"The issues need to be resolved in Jerusalem and Ramallah and it seems unrealistic that they would be solved in Paris or anywhere else. Our position is well-known, we are in favor of bilateral relations because we see expediency in this," Heifetz said.
An international ministerial conference on the Israel-Palestine conflict settlement kicked off in the French capital on Friday. The conference is set to address the issues of Palestinians, who seek diplomatic recognition for their independent state on the territories of the West Bank, including East Jerusalem, which have been partially occupied by Israel, and the Gaza Strip, as well as the Israeli stance.
The conference not including representatives of Israel and Palestine is convened at the initiative of the French authorities.

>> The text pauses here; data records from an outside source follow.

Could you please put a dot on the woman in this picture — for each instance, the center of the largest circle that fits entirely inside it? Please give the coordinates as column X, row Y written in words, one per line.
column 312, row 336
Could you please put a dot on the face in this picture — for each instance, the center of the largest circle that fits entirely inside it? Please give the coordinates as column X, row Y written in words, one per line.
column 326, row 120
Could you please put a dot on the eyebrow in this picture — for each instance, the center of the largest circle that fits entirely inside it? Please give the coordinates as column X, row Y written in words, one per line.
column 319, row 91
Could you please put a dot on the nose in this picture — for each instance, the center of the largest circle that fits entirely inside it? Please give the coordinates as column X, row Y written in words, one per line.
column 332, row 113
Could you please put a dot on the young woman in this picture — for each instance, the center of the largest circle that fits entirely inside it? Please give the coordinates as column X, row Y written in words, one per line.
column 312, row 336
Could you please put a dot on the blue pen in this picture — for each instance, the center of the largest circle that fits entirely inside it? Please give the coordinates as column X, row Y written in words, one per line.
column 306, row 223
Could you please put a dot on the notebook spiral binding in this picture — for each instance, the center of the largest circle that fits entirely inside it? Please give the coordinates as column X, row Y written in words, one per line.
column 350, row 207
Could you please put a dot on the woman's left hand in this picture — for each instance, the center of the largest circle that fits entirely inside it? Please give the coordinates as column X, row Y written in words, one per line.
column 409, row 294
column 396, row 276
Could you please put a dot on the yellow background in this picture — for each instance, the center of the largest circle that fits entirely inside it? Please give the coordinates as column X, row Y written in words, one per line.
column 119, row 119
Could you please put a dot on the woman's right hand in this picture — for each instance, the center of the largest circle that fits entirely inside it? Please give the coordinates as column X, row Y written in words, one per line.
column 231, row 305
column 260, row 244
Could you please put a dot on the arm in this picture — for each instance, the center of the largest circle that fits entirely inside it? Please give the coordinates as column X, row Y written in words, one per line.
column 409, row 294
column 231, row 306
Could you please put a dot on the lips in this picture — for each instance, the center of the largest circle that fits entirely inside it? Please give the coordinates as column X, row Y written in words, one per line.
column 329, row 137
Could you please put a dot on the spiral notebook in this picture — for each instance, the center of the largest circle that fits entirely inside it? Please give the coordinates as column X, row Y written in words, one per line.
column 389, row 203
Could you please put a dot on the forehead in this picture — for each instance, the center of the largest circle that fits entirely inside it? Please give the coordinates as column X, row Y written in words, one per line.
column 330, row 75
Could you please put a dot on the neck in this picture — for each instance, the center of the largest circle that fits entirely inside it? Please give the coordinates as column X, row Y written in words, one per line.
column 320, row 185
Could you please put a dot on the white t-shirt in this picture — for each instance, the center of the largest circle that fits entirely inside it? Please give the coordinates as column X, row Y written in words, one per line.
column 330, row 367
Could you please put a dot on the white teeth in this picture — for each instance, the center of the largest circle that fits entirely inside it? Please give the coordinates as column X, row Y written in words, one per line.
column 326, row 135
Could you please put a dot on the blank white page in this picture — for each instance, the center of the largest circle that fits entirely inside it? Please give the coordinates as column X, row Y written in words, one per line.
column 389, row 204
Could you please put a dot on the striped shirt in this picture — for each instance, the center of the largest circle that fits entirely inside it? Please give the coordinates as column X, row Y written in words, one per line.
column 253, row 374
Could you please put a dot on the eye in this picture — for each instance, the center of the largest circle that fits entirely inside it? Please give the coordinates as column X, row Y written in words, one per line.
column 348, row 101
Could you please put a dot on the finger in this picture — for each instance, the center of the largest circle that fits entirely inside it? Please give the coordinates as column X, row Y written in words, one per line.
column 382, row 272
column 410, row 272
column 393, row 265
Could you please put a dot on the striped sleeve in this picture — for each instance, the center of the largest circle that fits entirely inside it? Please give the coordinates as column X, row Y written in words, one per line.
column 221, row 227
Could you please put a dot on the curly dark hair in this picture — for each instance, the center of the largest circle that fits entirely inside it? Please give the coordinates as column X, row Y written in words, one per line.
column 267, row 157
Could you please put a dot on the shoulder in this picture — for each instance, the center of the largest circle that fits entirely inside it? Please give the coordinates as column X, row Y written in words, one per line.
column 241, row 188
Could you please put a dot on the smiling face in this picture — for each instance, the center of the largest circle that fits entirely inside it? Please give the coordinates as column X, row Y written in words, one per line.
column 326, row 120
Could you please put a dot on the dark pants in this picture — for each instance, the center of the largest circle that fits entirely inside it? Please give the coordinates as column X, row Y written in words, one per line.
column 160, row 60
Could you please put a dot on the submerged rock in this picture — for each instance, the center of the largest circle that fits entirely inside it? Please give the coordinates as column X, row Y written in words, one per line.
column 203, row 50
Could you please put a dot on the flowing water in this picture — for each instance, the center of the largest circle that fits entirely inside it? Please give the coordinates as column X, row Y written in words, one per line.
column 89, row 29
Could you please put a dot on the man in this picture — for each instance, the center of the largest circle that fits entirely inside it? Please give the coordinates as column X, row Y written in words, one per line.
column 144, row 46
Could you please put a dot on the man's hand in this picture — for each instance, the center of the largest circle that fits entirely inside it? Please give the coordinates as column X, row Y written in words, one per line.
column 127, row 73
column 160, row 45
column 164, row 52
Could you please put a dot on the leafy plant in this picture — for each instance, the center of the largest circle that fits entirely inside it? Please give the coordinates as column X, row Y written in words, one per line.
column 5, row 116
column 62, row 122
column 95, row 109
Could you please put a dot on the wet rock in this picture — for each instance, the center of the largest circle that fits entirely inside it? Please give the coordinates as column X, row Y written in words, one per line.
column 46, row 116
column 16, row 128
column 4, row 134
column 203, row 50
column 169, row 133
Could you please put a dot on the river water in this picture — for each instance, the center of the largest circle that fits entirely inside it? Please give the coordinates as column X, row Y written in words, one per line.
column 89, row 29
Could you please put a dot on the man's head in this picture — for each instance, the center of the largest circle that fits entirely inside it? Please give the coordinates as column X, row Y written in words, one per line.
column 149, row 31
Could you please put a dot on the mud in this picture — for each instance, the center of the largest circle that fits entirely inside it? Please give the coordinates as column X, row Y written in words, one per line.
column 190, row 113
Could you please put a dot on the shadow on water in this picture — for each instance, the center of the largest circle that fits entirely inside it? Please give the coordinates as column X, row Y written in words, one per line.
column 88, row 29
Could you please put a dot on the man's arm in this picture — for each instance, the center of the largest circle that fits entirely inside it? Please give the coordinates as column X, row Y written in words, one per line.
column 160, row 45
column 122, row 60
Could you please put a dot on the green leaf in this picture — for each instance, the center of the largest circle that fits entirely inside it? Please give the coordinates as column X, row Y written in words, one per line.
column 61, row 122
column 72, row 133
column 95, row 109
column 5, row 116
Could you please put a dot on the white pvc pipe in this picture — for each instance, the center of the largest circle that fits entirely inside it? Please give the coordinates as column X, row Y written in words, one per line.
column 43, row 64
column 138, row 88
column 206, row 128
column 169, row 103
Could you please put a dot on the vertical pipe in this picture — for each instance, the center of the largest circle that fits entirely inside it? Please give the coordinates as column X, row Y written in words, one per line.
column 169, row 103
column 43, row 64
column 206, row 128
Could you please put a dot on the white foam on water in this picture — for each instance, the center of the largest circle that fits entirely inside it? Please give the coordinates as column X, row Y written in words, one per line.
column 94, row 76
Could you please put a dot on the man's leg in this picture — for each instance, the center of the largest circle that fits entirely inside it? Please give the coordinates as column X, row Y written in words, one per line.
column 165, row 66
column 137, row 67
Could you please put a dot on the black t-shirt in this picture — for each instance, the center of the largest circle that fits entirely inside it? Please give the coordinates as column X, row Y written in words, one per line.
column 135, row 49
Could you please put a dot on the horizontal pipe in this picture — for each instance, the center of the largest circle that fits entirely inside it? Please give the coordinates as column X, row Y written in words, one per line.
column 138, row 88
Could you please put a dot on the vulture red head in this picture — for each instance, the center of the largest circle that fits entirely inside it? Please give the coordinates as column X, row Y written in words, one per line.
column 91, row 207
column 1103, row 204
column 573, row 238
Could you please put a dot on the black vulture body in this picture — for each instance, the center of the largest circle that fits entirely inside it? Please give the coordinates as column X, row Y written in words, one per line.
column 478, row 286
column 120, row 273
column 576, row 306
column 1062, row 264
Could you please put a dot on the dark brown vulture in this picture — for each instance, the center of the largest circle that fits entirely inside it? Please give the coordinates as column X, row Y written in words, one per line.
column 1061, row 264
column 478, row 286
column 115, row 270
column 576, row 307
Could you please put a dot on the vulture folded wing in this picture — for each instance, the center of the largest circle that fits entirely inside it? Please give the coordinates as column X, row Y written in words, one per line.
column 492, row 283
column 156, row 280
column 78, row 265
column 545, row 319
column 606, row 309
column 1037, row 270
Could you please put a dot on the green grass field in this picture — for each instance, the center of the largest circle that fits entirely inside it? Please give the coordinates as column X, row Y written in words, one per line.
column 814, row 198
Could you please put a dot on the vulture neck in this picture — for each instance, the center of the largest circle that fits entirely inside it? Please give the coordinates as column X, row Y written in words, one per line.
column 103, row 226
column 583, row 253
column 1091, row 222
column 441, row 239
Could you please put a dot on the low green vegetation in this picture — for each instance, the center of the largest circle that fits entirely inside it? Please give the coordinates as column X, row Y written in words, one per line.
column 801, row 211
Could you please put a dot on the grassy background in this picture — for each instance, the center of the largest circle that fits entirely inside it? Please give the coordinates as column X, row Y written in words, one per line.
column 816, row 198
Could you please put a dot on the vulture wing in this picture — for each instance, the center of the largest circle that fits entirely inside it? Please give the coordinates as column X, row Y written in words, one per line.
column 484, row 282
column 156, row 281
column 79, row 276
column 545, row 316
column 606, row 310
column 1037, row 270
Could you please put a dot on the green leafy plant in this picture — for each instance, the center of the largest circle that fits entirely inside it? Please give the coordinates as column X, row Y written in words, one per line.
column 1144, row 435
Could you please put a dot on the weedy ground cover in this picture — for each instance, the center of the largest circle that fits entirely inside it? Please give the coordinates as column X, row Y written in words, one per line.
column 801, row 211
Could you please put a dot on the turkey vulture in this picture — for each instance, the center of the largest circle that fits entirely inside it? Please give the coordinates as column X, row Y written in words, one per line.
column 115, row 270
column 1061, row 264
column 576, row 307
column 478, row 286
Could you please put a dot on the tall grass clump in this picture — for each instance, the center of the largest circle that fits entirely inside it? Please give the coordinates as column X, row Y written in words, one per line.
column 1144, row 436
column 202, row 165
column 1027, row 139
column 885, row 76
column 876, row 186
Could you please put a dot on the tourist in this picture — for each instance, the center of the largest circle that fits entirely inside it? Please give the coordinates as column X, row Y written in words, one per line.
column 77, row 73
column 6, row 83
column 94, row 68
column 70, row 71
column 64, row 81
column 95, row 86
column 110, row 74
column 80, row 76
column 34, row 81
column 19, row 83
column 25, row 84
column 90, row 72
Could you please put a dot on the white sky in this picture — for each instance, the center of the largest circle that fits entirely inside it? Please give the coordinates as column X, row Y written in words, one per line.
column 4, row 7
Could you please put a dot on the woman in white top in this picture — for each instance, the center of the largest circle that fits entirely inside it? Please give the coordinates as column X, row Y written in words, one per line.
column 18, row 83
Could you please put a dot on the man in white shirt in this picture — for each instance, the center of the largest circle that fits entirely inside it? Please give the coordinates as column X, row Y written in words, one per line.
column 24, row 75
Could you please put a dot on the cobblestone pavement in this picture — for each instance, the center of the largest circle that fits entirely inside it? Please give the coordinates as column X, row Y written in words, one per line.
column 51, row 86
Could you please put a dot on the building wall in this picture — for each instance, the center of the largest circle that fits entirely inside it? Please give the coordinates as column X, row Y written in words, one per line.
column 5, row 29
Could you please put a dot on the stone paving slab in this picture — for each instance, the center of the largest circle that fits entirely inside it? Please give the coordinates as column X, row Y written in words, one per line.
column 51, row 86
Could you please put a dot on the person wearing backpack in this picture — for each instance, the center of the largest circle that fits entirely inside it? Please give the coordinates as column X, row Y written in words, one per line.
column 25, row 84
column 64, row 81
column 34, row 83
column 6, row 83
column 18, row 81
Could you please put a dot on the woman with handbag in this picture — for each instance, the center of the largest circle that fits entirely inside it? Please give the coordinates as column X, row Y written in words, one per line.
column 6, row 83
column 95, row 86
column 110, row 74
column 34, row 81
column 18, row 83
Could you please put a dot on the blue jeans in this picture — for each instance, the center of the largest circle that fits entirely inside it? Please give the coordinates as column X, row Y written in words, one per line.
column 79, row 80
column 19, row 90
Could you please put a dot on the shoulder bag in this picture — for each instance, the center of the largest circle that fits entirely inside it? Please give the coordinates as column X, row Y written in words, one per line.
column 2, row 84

According to French Foreign Ministry spokesman Romain Nadal, a total of 28 delegations have confirmed their participation in the upcoming conference on Thursday.
"I do not know, perhaps some documents after a meeting in Paris will be adopted, but how can be adopted without the participation of at least one of the parties on whose future they decide," the ambassador said.
The meeting, intended to re-launch the Israeli-Palestinian peace process, is chaired by Minister of Foreign Affairs and International Development Jean-Marc Ayrault and inaugurated by President Francois Hollande.
The conference's participants will assess the situation that involves possible risks for the two states' concept. They also plan to discuss the means to implement this concept and the possibility of rapprochement between the Palestinians and the Israelis in order to hold another international conference at the end of 2016.
On Wednesday, Heifetz said that Israel was ready to sign the peace treaty with its neighboring countries, including Palestine and Saudi Arabia.